Я запускаю руку в потайной карман камзола и сжимаю браслет из храмового серебра, который прячется там от посторонних глаз. Выполняю эту нехитрую манипуляцию уже тысячу раз, но не извлекаю его на свет, просто осторожно щупаю металл. Чуть меньше двух тысяч лет минуло с того момента, когда я принес клятву верности Ордену и вместе с мантией и перстнем получил от Магистра это невзрачное на вид украшение. «Его ты подаришь той женщине, с которой захочешь разделить вечность, Винсент. Но второго шанса у тебя не будет. Ты сможешь сделать предложение только один раз». Тогда я подумал: один раз за бессмертную жизнь?
Всего лишь один раз?
– Тут красиво, – нарушает тишину Дана.
Абсолютно несвойственное ей высказывание – не припомню, чтобы она когда-нибудь восхищалась природой. Скорее всего, она почувствовала, что молчание затягивается, и решила сказать хотя бы что-нибудь. А заодно и прозрачно намекнуть мне на то, что я уже должен сообщить ей то, что хотел. Иначе с чего бы мне приезжать с другого конца света только для того, чтобы пересечься с ней в Храме?
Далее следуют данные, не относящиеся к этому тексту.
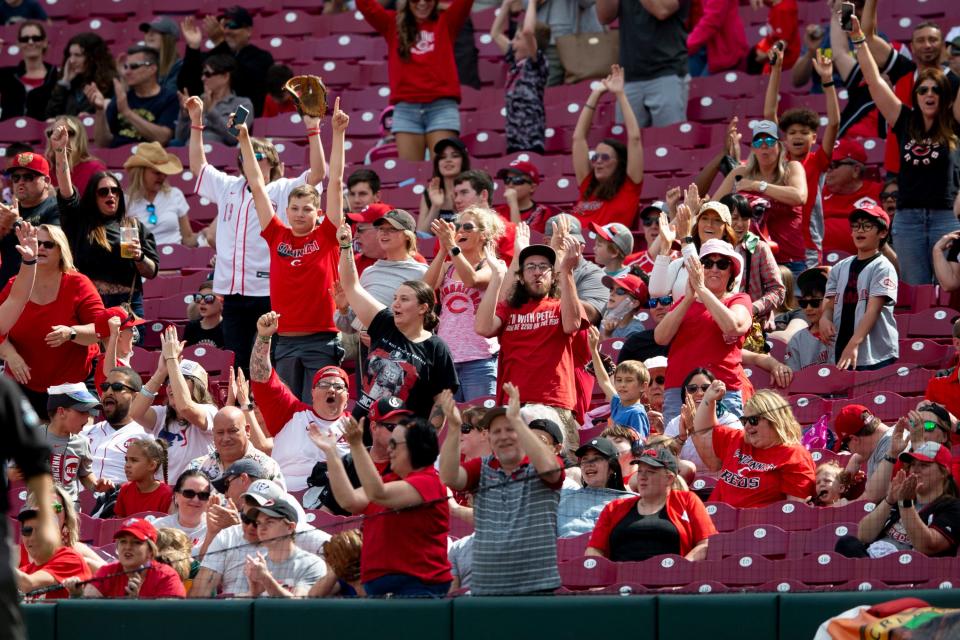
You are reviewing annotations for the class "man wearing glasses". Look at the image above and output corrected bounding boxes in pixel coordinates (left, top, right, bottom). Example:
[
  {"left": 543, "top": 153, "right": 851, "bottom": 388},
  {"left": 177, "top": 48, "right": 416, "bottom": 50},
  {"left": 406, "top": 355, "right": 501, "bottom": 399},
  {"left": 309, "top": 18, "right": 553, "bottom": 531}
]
[
  {"left": 0, "top": 151, "right": 60, "bottom": 288},
  {"left": 80, "top": 367, "right": 153, "bottom": 485}
]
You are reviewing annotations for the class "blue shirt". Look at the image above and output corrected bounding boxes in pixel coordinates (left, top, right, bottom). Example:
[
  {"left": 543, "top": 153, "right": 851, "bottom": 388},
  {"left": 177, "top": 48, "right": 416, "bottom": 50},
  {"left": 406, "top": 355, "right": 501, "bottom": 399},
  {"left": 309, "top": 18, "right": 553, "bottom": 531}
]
[{"left": 610, "top": 395, "right": 650, "bottom": 440}]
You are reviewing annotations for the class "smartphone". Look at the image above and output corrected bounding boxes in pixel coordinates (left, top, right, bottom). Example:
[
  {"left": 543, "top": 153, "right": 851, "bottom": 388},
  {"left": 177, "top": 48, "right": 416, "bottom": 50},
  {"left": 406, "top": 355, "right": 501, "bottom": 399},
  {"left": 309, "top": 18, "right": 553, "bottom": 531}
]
[
  {"left": 227, "top": 105, "right": 250, "bottom": 136},
  {"left": 840, "top": 2, "right": 853, "bottom": 33}
]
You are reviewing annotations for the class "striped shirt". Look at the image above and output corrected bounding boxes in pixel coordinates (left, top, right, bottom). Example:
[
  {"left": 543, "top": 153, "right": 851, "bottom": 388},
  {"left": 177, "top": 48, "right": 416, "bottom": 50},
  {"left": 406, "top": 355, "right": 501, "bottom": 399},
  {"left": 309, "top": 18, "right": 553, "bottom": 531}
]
[{"left": 464, "top": 456, "right": 563, "bottom": 596}]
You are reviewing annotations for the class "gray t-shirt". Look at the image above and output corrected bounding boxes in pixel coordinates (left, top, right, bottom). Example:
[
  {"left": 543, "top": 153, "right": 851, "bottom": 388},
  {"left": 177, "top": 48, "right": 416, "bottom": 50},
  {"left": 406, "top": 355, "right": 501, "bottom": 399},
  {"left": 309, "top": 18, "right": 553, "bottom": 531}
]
[
  {"left": 40, "top": 426, "right": 93, "bottom": 502},
  {"left": 783, "top": 329, "right": 833, "bottom": 371},
  {"left": 826, "top": 256, "right": 900, "bottom": 366}
]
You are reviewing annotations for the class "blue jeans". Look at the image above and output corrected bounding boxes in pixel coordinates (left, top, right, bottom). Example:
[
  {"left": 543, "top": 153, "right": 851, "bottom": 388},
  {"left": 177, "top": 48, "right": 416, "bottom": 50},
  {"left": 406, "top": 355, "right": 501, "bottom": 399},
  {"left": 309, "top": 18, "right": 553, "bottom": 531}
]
[
  {"left": 453, "top": 356, "right": 497, "bottom": 402},
  {"left": 893, "top": 209, "right": 960, "bottom": 285},
  {"left": 663, "top": 387, "right": 743, "bottom": 424},
  {"left": 363, "top": 573, "right": 450, "bottom": 598},
  {"left": 273, "top": 333, "right": 343, "bottom": 404}
]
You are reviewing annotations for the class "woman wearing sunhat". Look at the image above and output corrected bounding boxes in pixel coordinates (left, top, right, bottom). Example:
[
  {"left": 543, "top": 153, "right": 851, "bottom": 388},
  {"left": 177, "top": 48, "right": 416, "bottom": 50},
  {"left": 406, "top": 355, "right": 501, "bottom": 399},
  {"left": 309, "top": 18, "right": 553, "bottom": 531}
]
[
  {"left": 585, "top": 449, "right": 717, "bottom": 562},
  {"left": 123, "top": 142, "right": 197, "bottom": 247}
]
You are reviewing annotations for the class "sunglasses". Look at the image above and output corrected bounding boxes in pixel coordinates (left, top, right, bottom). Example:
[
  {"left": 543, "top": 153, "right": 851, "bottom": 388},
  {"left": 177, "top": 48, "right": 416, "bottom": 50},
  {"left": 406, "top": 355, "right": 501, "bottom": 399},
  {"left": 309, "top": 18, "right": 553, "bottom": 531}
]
[
  {"left": 647, "top": 296, "right": 673, "bottom": 309},
  {"left": 97, "top": 187, "right": 120, "bottom": 198},
  {"left": 100, "top": 382, "right": 137, "bottom": 393},
  {"left": 700, "top": 258, "right": 730, "bottom": 271},
  {"left": 750, "top": 136, "right": 780, "bottom": 149},
  {"left": 180, "top": 489, "right": 210, "bottom": 502},
  {"left": 590, "top": 152, "right": 613, "bottom": 164}
]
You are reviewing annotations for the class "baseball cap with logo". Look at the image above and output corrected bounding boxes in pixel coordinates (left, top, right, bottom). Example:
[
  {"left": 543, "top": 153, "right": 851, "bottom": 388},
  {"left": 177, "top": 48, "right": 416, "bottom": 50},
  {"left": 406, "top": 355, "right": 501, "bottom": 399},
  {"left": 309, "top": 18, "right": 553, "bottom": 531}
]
[
  {"left": 497, "top": 158, "right": 540, "bottom": 184},
  {"left": 370, "top": 396, "right": 413, "bottom": 422},
  {"left": 4, "top": 151, "right": 50, "bottom": 178},
  {"left": 373, "top": 209, "right": 417, "bottom": 233}
]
– Дана, – начинаю я и в последний момент замолкаю, не решаясь продолжать. Серебряный браслет холодит ладонь. Я редко доставал его, так как в этом не было смысла, но каждый раз замечал, что он всегда остается холодным – другие вещи из храмового серебра мгновенно нагреваются до температуры тела своего владельца. Холодный и пустой . С чего бы ей отвечать мне «да»? И с чего бы ей вообще мне что-то отвечать?
Она по-прежнему смотрит вниз, на лес. Поднимается ветер, пока что легкий, но к ночи он превратится в ураган. Он играет ее волосами, не собранными в прическу и не перехваченными лентой. Она сидит вполоборота ко мне, и я могу видеть ее лицо: на нем нет ни намека на эмоции. Внешне она – само спокойствие, но по какой-то причине не поднимает на меня глаза.
– Дана, – снова начинаю я и, сделав короткую паузу, говорю фразу, которую повторял про себя уже миллион раз, но так долго боялся сказать вслух: – Согласна ли ты разделить со мной вечную жизнь?